Representations for Multi-modal Human-Computer Interaction

AAAI '98 Workshop, July 26-27, 1998, Madison, Wisconsin
Representations for processing human communication have, mainly, been concerned with single modalities. Further advances, however, may require taking advantage of the fact that most human communication takes place in more than one modality at the same time.

A core problem in multi-modal human-computer interaction is how the information conveyed via multiple modalities is funneled into and out of a single underlying representation of meaning to be communicated. On the output side, this is the information-to-media allocation problem; on the input side, this is the cross-media information fusion problem.

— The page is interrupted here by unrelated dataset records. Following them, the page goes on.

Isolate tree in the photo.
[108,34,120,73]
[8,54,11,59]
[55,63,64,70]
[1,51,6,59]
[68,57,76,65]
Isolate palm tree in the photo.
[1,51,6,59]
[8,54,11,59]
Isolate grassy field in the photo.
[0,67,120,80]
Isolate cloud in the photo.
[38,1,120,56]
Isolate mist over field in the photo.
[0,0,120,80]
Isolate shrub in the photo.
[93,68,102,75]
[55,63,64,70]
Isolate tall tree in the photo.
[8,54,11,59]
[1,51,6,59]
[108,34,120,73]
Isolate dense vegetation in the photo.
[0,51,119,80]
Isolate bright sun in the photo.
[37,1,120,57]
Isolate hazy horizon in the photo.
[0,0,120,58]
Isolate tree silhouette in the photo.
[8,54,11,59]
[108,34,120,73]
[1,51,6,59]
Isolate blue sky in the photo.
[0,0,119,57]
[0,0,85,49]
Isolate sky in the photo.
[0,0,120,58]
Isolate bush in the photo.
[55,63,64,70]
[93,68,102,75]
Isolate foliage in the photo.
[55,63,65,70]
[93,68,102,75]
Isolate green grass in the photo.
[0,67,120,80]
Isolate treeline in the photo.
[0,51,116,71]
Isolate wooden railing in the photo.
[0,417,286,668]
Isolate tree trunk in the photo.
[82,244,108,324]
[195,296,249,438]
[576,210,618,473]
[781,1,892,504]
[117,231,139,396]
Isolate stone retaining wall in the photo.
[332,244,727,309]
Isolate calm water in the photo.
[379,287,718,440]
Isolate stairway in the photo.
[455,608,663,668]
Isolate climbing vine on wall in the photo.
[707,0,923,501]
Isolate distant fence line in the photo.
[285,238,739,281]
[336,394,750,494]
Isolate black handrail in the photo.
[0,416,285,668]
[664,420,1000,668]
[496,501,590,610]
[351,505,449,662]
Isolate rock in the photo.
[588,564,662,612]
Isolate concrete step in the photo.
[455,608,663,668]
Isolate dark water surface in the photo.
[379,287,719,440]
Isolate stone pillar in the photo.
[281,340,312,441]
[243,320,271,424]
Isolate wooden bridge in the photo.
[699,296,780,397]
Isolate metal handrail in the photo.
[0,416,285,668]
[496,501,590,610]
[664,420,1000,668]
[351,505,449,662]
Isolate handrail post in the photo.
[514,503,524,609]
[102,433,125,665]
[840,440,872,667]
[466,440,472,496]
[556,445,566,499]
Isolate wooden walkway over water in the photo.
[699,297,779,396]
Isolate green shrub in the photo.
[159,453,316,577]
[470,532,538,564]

The aims of this workshop are:

to assess the state of computer representations for understanding human communication in multiple modalities or communicating with humans with multiple media,
to encourage collaborative research in developing and using representations that facilitate multi-modal interaction.
Relevant modalities include visual, auditory, olfactory, haptic (touch), kinesthetic (motion/position-sensing), speech, gesture, facial expression, myoelectric signals, and neural inputs. Relevant media include video, text, handwriting, graphics, images, and animation. Proper communication with these modalities and media may be contingent on an underlying set of intentions, such as being informative, deceptive, persuasive, entertaining, affective, social, and so forth.

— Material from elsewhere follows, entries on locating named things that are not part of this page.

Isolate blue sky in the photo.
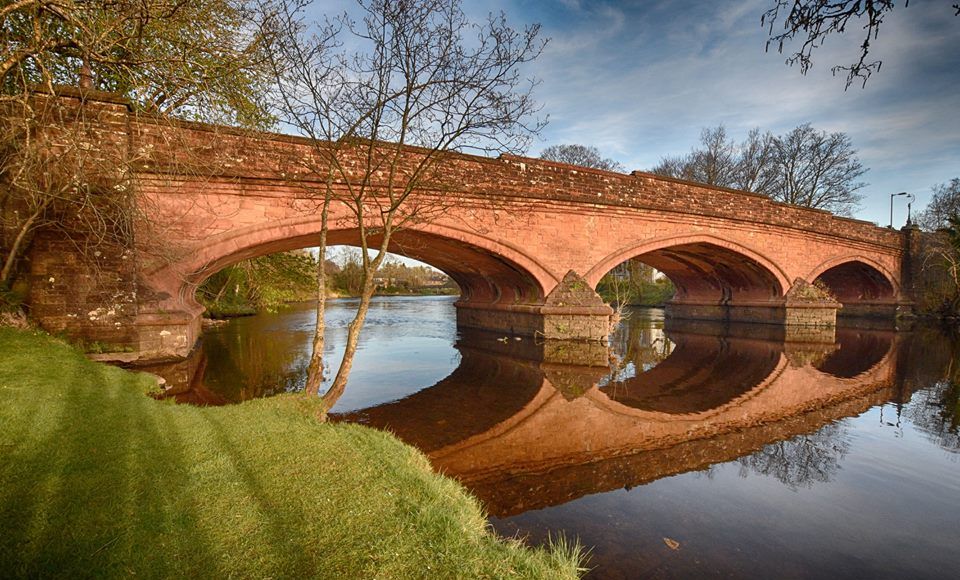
[321,0,960,225]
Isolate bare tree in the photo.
[540,144,626,173]
[770,123,867,215]
[652,124,867,215]
[760,0,960,88]
[916,177,960,231]
[260,0,543,408]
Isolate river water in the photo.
[146,297,960,578]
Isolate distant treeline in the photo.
[197,250,460,318]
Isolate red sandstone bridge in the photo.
[31,90,909,357]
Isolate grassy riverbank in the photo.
[0,328,576,578]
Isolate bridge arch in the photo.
[807,254,900,304]
[146,216,557,313]
[585,234,790,301]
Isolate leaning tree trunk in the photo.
[323,272,376,410]
[304,184,332,396]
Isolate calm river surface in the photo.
[146,297,960,578]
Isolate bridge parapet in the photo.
[16,95,905,355]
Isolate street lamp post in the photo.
[890,191,907,228]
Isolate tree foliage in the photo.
[760,0,960,88]
[540,144,626,173]
[652,123,867,215]
[197,251,316,316]
[0,0,280,288]
[916,177,960,231]
[0,0,269,126]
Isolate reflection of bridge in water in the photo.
[338,323,896,517]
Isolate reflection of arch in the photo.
[807,255,900,304]
[331,344,555,453]
[142,216,557,311]
[600,333,783,415]
[584,234,790,302]
[814,328,894,379]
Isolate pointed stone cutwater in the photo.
[541,270,613,343]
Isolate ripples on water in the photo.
[144,297,960,578]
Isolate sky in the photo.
[312,0,960,227]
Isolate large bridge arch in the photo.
[808,254,901,318]
[145,216,557,314]
[20,93,908,359]
[585,234,790,302]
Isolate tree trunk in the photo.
[304,184,333,396]
[323,276,376,410]
[0,202,47,288]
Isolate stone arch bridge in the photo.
[31,94,910,358]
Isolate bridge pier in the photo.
[456,270,613,343]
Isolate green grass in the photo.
[0,328,580,578]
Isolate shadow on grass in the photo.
[0,361,217,576]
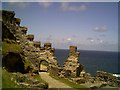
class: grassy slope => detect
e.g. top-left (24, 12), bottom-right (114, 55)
top-left (2, 70), bottom-right (19, 88)
top-left (2, 70), bottom-right (48, 88)
top-left (50, 74), bottom-right (88, 90)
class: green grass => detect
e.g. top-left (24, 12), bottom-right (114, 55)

Topics of interest include (but are not limited to):

Recognizing the multidisciplinary nature of multi-modal communication, the intent of the workshop is to be as inclusive as possible. However, papers should address the topics of the workshop directly. For example, a submission could address these topics by showing in detail how their system processes some multi-modal interaction. Such a detailed description might describe the background information used, how that information is represented and utilized, how the system processes the knowledge to respond appropriately, and how the information is processed into (multi-modal) answers. Reports on representations used in projects whose purpose is to simulate human multi-modal interaction, or projects whose purpose is to provide multi-modal interfaces to databases or planners, are also appropriate. Position papers are also solicited; for example, such a paper might present an analysis of the types of communicative intent, how they can be classified and sub-classified, and how they are best represented, for use in multi-modal systems.

Workshop Format

The workshop format will be a mix of paper presentations, invited talks, panels, and break-out sessions. Paper sessions will be organized around the (above listed) workshop topics. Panel discussions or break-out sessions would follow paper sessions. Short stand-alone (e.g., laptop-based) demonstrations are welcome. If you have a demonstration that requires more significant infrastructure or time, potential participants are encouraged to submit a demonstration proposal to the Intelligent Systems Demonstrations program at AAAI '98.

Gary W. Strong, Program Director of Interactive Systems at the National Science Foundation, has agreed to give an invited talk.


Attendance is expected to be limited to 50-60 participants. Preference will be given to authors whose papers have been accepted at the workshop.